Don’t blame Bucharest for its current state. Revolution, execution, expectation, and disillusion have rocked Romania ever since Nicolae Ceausescu’s fall in 1989, and painful echoes from the recent past still reverberate in the country’s collective conscience. Although Romania was welcomed into the European Union in 2007, it’s still too early for the benefits of economic, political, and societal integration to really kick in.
But lift yourself up by your bootstraps (shoelaces?), run your heart out on one of the following routes, and you should be physically prepared to intellectually engage with Bucharest’s contemporary complexities. At the end of the day, although this city is not a great place to run, it is an unforgettable place to experience.
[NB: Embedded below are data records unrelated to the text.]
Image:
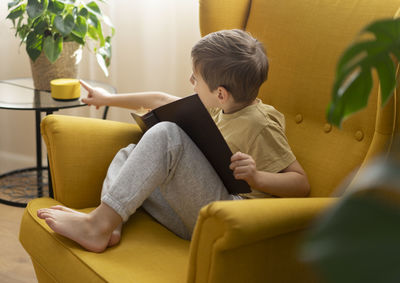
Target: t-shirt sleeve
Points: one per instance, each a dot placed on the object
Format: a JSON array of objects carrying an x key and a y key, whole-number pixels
[{"x": 271, "y": 150}]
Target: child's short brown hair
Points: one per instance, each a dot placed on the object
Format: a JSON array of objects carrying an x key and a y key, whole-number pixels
[{"x": 234, "y": 60}]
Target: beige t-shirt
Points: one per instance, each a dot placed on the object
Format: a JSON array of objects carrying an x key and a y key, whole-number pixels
[{"x": 257, "y": 130}]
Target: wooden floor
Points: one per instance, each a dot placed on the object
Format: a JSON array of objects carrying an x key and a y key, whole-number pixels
[{"x": 15, "y": 264}]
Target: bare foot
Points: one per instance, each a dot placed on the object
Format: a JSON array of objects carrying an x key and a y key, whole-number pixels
[
  {"x": 92, "y": 231},
  {"x": 115, "y": 235}
]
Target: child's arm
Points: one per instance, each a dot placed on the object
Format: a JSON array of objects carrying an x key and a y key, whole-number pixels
[
  {"x": 290, "y": 182},
  {"x": 149, "y": 100}
]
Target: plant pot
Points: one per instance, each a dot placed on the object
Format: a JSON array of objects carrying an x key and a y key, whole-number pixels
[{"x": 66, "y": 66}]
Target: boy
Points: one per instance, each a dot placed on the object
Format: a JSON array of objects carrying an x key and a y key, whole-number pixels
[{"x": 167, "y": 174}]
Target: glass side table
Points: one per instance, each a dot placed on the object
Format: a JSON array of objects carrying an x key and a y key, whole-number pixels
[{"x": 19, "y": 186}]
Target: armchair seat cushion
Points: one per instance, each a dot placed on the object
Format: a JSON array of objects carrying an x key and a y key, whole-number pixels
[{"x": 151, "y": 253}]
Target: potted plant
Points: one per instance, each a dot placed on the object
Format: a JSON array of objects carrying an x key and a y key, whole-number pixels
[{"x": 54, "y": 32}]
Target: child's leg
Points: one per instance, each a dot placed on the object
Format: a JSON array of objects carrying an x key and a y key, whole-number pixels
[{"x": 165, "y": 158}]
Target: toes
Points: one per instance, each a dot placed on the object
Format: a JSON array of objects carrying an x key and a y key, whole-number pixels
[{"x": 62, "y": 208}]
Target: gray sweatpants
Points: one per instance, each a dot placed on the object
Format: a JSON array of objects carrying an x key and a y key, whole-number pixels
[{"x": 166, "y": 174}]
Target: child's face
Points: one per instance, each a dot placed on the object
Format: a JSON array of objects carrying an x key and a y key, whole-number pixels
[{"x": 209, "y": 98}]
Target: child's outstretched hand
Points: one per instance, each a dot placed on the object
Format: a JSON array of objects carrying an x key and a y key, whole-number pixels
[
  {"x": 244, "y": 167},
  {"x": 96, "y": 96}
]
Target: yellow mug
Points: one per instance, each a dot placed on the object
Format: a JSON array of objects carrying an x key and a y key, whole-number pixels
[{"x": 65, "y": 89}]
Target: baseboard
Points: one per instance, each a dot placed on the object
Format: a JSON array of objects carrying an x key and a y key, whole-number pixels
[{"x": 12, "y": 161}]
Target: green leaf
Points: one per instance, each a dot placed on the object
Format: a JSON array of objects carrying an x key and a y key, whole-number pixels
[
  {"x": 40, "y": 26},
  {"x": 92, "y": 31},
  {"x": 52, "y": 48},
  {"x": 13, "y": 3},
  {"x": 77, "y": 39},
  {"x": 35, "y": 8},
  {"x": 34, "y": 45},
  {"x": 102, "y": 63},
  {"x": 16, "y": 13},
  {"x": 67, "y": 1},
  {"x": 56, "y": 7},
  {"x": 84, "y": 13},
  {"x": 80, "y": 28},
  {"x": 65, "y": 25},
  {"x": 94, "y": 8}
]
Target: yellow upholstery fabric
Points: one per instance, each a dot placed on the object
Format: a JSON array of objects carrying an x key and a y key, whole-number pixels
[
  {"x": 304, "y": 40},
  {"x": 238, "y": 241}
]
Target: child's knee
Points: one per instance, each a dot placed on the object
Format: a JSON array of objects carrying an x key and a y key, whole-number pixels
[{"x": 165, "y": 128}]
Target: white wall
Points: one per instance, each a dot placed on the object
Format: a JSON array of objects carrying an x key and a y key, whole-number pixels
[{"x": 151, "y": 51}]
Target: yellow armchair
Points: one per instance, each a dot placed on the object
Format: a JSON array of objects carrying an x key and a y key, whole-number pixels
[{"x": 245, "y": 241}]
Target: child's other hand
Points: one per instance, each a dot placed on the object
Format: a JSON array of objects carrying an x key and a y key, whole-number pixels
[
  {"x": 244, "y": 167},
  {"x": 96, "y": 96}
]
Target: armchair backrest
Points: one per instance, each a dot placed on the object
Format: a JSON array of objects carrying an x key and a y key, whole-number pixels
[{"x": 304, "y": 40}]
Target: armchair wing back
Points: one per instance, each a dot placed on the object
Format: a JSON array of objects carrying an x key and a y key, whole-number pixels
[{"x": 304, "y": 40}]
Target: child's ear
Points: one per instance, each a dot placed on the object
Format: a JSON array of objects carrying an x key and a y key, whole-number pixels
[{"x": 222, "y": 94}]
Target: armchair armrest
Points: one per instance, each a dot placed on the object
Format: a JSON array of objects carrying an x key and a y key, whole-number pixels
[
  {"x": 80, "y": 151},
  {"x": 252, "y": 240}
]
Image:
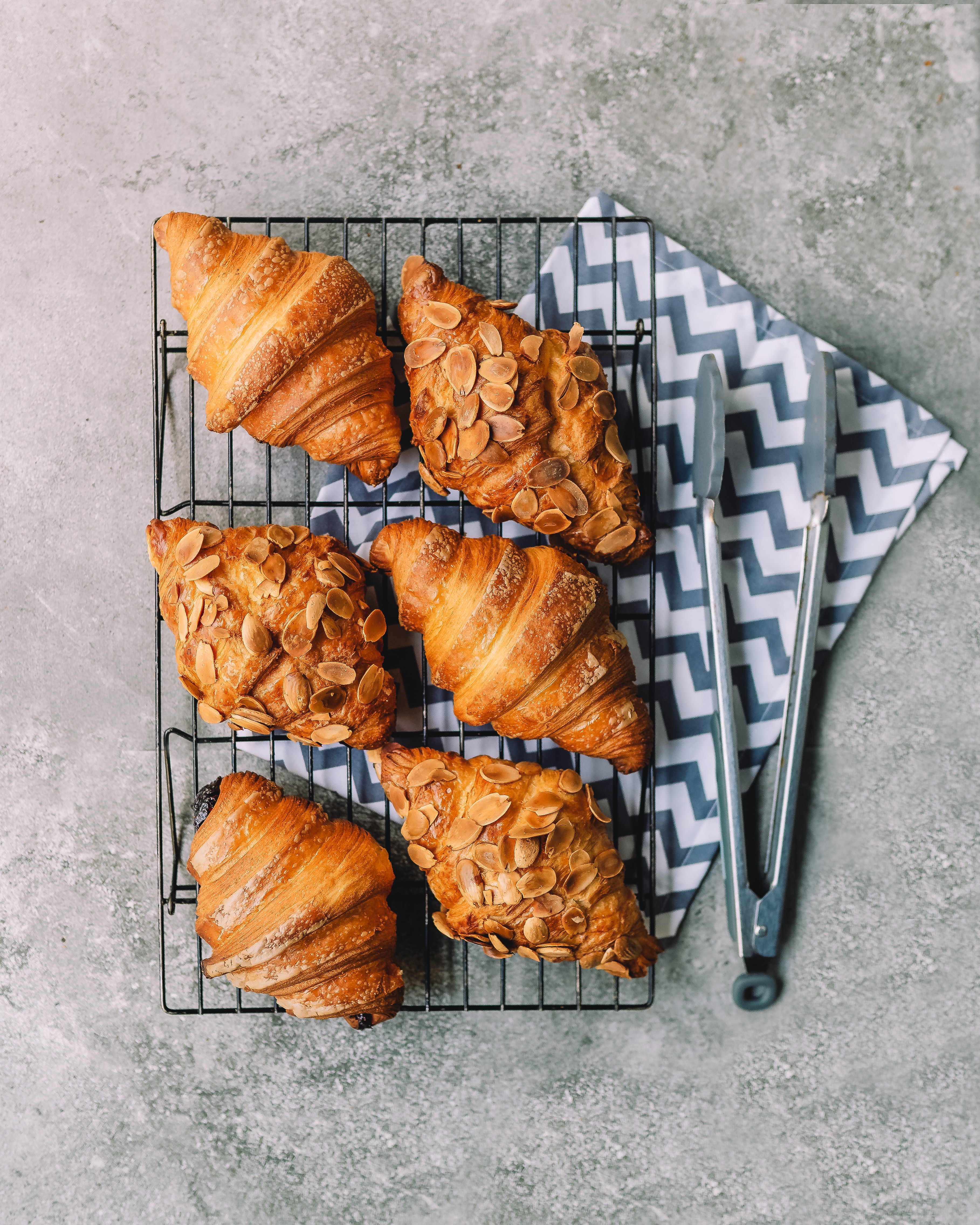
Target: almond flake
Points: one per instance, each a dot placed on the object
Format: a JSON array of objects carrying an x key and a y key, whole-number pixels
[
  {"x": 205, "y": 665},
  {"x": 421, "y": 857},
  {"x": 490, "y": 337},
  {"x": 190, "y": 546},
  {"x": 201, "y": 568},
  {"x": 421, "y": 353},
  {"x": 442, "y": 315},
  {"x": 619, "y": 539}
]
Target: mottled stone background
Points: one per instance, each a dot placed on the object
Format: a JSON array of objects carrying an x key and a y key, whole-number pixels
[{"x": 826, "y": 156}]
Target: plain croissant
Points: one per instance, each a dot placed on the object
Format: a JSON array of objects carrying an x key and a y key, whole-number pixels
[
  {"x": 520, "y": 421},
  {"x": 519, "y": 858},
  {"x": 285, "y": 342},
  {"x": 272, "y": 631},
  {"x": 294, "y": 904},
  {"x": 521, "y": 638}
]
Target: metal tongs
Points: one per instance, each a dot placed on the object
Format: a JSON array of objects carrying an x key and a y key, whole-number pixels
[{"x": 754, "y": 922}]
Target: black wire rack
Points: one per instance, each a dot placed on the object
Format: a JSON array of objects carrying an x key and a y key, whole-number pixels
[{"x": 440, "y": 976}]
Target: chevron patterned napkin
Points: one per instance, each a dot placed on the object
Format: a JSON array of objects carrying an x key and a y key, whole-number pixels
[{"x": 892, "y": 456}]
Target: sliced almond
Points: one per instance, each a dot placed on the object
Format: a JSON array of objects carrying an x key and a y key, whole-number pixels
[
  {"x": 488, "y": 855},
  {"x": 337, "y": 674},
  {"x": 470, "y": 881},
  {"x": 570, "y": 782},
  {"x": 536, "y": 931},
  {"x": 331, "y": 734},
  {"x": 587, "y": 369},
  {"x": 569, "y": 397},
  {"x": 422, "y": 857},
  {"x": 435, "y": 455},
  {"x": 370, "y": 685},
  {"x": 315, "y": 606},
  {"x": 398, "y": 800},
  {"x": 205, "y": 665},
  {"x": 442, "y": 315},
  {"x": 297, "y": 693},
  {"x": 346, "y": 565},
  {"x": 536, "y": 882},
  {"x": 489, "y": 809},
  {"x": 201, "y": 568},
  {"x": 499, "y": 370},
  {"x": 613, "y": 444},
  {"x": 190, "y": 546},
  {"x": 499, "y": 772},
  {"x": 548, "y": 472},
  {"x": 551, "y": 522},
  {"x": 280, "y": 536},
  {"x": 526, "y": 852},
  {"x": 460, "y": 368},
  {"x": 505, "y": 429},
  {"x": 421, "y": 353},
  {"x": 274, "y": 568},
  {"x": 601, "y": 525},
  {"x": 490, "y": 337},
  {"x": 609, "y": 864},
  {"x": 560, "y": 839},
  {"x": 581, "y": 879},
  {"x": 258, "y": 550},
  {"x": 525, "y": 506},
  {"x": 473, "y": 440},
  {"x": 546, "y": 802},
  {"x": 619, "y": 539},
  {"x": 548, "y": 904},
  {"x": 604, "y": 406},
  {"x": 340, "y": 603},
  {"x": 416, "y": 825}
]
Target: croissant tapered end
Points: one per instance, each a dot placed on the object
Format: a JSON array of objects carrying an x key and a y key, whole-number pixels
[
  {"x": 294, "y": 904},
  {"x": 520, "y": 858},
  {"x": 521, "y": 638},
  {"x": 520, "y": 421}
]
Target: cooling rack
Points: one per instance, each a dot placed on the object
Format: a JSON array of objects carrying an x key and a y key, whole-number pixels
[{"x": 233, "y": 479}]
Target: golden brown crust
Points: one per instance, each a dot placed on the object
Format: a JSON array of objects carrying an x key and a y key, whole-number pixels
[
  {"x": 272, "y": 683},
  {"x": 576, "y": 866},
  {"x": 521, "y": 638},
  {"x": 285, "y": 342},
  {"x": 576, "y": 434},
  {"x": 293, "y": 904}
]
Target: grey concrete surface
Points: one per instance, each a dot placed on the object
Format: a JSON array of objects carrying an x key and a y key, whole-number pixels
[{"x": 827, "y": 157}]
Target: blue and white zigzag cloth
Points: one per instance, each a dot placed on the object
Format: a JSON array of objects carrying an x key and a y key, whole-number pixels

- Unmarked Obstacles: The ripped-up city center streets can get bad, and hazards aren’t always roped off. Our BTG researcher almost fell in a sewer while she was at work. Keep your eyes open for cracked pavement, gigantic holes, and cavernous gaps between stones and sidewalk.
- People: Although not the largest city in Europe, Bucharest is the densest. With 8000 people per square kilometer, this city is ten times more packed than Paris.
- Impossible-to-pronounce word for “thank you”: Mul-tsu-mehsk. Mool-tsoo-mehsk? Sigh. Good luck with that one.
Did you know? Wondering what happened to all of Bucharest’s medieval buildings? In the 1980s, under Ceausescu’s orders, Bucharest underwent a “systematization” campaign. This project aimed to eradicate the city’s “irrational” architecture, and resulted in the demolishment of three monasteries, twenty churches, three synagogues, three hospitals, two theaters, and a unique Art Deco sports stadium. Additionally, over eight square kilometers of the city’s old center were brought to the ground.